✈️ Node.js Graceful Shutdown: Stop Killing Requests Mid-Flight
Picture this: a user clicks "Place Order." Your Express server receives the request, begins charging the card, writes to the database, and then — right in the middle of all that — your deployment pipeline restarts the process. The charge went through. The database write didn't. The user's order is money gone and food un-ordered. They're going to file a chargeback and leave a one-star review.
This is what happens when you deploy without graceful shutdown.

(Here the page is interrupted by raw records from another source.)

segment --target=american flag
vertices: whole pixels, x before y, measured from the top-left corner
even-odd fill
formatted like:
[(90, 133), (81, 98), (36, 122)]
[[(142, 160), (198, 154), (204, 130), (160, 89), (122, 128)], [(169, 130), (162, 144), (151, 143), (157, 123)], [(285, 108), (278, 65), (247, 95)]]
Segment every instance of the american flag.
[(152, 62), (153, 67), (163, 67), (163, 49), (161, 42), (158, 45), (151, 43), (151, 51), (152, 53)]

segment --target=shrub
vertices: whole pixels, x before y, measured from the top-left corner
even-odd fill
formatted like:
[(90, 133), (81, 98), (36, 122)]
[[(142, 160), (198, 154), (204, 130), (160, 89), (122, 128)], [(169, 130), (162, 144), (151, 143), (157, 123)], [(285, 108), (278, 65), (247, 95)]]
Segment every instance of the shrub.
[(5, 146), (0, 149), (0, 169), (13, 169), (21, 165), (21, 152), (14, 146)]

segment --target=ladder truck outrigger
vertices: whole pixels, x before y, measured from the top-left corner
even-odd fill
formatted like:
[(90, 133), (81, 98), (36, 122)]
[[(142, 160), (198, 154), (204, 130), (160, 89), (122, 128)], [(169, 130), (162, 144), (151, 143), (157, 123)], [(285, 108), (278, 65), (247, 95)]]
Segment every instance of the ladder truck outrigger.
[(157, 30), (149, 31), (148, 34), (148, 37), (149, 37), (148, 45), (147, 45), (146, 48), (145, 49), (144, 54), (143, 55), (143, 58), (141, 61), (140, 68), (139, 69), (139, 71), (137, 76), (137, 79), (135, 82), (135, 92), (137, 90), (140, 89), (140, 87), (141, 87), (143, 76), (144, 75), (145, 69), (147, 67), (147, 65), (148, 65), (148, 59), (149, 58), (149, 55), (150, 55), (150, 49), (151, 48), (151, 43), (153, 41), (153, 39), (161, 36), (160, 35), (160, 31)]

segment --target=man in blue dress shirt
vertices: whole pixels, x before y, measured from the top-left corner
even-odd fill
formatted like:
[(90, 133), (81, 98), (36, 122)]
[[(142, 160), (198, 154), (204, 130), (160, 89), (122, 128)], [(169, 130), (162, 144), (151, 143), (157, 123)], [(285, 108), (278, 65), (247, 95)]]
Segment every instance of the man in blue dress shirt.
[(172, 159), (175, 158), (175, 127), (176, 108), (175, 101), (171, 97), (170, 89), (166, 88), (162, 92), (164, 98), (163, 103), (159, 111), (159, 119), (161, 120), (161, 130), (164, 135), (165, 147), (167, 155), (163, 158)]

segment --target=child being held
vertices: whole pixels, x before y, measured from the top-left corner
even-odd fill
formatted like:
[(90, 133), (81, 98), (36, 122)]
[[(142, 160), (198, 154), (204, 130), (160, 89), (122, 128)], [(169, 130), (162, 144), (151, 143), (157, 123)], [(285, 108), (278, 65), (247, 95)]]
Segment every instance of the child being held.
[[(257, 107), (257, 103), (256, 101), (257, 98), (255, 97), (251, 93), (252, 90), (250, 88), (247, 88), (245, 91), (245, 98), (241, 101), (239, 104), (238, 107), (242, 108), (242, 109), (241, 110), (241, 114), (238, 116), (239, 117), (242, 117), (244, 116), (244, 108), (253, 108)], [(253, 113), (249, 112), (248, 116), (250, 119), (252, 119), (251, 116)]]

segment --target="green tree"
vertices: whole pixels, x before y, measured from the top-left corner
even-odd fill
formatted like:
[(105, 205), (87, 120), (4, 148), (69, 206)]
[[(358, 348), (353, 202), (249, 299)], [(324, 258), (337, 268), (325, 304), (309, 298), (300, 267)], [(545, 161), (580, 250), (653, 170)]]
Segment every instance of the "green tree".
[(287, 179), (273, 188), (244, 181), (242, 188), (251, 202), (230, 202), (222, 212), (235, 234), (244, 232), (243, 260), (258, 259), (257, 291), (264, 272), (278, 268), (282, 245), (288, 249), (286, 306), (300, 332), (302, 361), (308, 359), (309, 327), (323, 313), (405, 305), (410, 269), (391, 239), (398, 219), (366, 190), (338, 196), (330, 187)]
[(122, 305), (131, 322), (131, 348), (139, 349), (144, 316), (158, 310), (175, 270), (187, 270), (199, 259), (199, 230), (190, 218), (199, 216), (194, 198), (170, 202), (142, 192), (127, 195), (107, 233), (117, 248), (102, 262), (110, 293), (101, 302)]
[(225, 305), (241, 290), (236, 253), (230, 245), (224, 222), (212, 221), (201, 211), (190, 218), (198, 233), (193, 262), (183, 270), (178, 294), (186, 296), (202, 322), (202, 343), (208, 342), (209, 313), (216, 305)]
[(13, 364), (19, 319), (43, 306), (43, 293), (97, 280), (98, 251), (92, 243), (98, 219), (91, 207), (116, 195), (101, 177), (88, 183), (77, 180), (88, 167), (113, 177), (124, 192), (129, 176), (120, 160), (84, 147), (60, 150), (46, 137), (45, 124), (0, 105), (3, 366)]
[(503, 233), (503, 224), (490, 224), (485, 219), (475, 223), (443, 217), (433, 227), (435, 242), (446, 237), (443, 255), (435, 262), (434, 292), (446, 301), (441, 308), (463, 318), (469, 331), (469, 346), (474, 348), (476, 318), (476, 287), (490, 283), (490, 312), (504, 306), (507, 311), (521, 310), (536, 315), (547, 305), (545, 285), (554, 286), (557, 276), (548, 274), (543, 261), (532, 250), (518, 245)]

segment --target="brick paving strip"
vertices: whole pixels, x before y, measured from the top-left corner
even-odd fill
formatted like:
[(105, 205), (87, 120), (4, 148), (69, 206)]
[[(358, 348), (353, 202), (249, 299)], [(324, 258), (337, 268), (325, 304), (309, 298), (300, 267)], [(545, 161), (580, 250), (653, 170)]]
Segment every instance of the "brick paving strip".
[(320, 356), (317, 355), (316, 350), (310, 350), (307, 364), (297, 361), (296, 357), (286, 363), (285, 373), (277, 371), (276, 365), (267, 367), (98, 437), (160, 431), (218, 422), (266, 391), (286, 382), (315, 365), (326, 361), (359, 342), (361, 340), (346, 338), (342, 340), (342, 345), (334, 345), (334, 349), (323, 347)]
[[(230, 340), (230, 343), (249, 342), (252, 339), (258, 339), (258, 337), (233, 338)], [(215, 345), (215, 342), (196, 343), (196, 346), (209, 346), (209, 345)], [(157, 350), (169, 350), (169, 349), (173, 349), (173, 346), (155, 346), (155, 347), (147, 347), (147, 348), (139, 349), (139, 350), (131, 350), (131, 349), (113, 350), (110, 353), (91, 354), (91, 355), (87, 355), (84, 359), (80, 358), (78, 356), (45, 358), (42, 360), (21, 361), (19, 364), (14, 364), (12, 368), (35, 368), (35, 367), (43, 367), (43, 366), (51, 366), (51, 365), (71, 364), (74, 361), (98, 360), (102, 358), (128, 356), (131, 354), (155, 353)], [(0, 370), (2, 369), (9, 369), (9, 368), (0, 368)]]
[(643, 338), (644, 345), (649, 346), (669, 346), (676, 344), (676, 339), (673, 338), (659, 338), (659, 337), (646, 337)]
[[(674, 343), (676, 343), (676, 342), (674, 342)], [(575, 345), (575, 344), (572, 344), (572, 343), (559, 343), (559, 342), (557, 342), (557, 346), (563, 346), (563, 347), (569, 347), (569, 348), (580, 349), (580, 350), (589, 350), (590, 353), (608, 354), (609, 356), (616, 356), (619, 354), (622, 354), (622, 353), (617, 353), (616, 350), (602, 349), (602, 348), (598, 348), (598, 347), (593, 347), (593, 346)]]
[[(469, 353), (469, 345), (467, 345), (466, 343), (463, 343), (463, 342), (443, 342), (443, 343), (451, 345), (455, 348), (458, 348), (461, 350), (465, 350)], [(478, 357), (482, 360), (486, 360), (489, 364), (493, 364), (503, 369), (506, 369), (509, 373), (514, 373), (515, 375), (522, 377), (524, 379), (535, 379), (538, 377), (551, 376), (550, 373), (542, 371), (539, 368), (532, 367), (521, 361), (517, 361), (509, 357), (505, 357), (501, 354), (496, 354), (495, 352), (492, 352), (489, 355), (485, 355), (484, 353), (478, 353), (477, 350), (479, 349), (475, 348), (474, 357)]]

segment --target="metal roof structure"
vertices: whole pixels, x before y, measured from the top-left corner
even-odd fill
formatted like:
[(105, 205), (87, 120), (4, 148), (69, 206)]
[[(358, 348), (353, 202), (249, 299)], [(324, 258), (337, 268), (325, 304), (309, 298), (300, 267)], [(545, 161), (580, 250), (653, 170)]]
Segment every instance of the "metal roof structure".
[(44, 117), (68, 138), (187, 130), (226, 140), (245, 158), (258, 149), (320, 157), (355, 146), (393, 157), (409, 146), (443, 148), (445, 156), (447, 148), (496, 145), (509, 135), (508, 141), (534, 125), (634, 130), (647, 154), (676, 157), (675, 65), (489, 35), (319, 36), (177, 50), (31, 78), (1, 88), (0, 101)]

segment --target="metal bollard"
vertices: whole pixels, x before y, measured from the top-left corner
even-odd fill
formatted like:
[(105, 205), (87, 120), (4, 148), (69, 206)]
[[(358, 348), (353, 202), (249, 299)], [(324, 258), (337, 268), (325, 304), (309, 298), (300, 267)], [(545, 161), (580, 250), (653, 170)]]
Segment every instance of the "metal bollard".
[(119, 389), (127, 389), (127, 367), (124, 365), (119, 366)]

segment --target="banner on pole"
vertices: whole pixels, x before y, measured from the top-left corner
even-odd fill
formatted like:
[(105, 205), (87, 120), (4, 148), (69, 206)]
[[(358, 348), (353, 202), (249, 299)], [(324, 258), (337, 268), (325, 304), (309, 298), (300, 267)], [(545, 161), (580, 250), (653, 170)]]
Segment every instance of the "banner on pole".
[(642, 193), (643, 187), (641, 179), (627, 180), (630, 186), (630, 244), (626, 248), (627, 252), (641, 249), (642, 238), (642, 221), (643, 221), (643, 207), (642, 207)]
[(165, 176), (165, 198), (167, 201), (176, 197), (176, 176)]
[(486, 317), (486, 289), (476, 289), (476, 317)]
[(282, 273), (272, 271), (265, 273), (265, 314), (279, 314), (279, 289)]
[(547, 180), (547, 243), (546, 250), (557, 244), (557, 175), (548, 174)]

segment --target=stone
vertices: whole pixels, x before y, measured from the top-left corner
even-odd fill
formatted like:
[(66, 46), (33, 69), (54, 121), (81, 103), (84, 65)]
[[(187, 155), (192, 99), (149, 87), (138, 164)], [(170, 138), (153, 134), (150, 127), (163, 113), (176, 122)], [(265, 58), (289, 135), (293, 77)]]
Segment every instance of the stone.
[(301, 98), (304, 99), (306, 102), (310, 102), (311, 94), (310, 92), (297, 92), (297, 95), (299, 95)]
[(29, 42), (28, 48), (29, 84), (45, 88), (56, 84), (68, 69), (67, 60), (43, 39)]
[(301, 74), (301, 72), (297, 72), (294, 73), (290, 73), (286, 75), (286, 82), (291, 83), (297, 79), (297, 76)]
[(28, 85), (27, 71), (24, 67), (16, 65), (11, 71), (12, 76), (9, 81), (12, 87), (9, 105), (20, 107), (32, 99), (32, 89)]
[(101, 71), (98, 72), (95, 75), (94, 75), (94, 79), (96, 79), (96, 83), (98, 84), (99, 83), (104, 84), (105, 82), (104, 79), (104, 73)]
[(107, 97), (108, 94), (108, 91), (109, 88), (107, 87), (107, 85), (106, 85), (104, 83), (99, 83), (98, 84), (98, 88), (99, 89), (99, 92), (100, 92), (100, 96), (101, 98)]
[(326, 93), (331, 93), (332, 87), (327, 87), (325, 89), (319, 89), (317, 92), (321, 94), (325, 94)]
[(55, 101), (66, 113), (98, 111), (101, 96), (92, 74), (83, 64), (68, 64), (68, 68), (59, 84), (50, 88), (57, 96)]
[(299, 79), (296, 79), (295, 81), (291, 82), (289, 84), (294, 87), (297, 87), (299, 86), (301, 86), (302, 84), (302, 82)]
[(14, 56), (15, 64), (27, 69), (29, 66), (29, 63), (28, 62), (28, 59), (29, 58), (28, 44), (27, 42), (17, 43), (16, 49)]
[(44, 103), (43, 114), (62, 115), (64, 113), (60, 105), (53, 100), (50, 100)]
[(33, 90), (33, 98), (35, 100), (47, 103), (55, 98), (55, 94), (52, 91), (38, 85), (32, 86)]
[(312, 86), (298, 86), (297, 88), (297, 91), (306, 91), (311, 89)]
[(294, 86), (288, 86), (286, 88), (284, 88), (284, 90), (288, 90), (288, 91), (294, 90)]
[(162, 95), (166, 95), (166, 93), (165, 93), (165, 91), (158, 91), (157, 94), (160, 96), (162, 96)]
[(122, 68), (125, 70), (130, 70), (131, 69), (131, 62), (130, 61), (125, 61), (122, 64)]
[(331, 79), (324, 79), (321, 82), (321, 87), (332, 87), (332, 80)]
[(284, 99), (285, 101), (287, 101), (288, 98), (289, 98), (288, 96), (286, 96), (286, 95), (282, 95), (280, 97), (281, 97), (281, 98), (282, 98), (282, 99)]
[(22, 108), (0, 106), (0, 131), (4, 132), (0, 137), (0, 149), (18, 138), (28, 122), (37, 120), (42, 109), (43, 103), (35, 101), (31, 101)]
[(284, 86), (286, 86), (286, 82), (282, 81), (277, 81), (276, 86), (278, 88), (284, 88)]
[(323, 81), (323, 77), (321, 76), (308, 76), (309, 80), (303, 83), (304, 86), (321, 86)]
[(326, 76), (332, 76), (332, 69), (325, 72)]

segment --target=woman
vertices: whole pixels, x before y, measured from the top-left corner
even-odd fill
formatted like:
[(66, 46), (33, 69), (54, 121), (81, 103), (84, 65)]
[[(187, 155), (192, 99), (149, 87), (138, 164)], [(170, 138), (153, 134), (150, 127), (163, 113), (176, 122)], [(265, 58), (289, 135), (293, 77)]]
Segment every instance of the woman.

Most Node.js tutorials end with app.listen(3000) and call it a day. They don't tell you what happens when your server needs to stop — during deployments, scaling events, crashes, or a Ctrl+C in production (don't do this). The default behavior is brutal: Node.js gets a signal, the process dies, and every in-flight request gets dropped like a hot plate.
Let's fix that.
🤔 What "Graceful" Actually Means
Graceful shutdown is the restaurant equivalent of a waiter who, when told the kitchen is closing, finishes serving every table that already ordered before turning off the lights. New customers are turned away at the door, but nobody's meal gets yanked mid-bite.
In server terms, this means:
- Stop accepting new connections the moment a shutdown signal arrives
- Let all in-flight requests finish naturally
- Close database connections, message queue consumers, and other resources cleanly
- Exit the process only when everything is done
The difference between a server that does this and one that doesn't is the difference between zero-downtime deployments and "we're going to put the site in maintenance mode for five minutes."
📡 The Signals You Need to Handle
Your operating system talks to Node.js processes through signals. The two you care about:
- SIGTERM — the polite signal. Kubernetes, Docker, systemd, and PM2 all send this when they want your process to stop. You have a window to clean up before they lose patience.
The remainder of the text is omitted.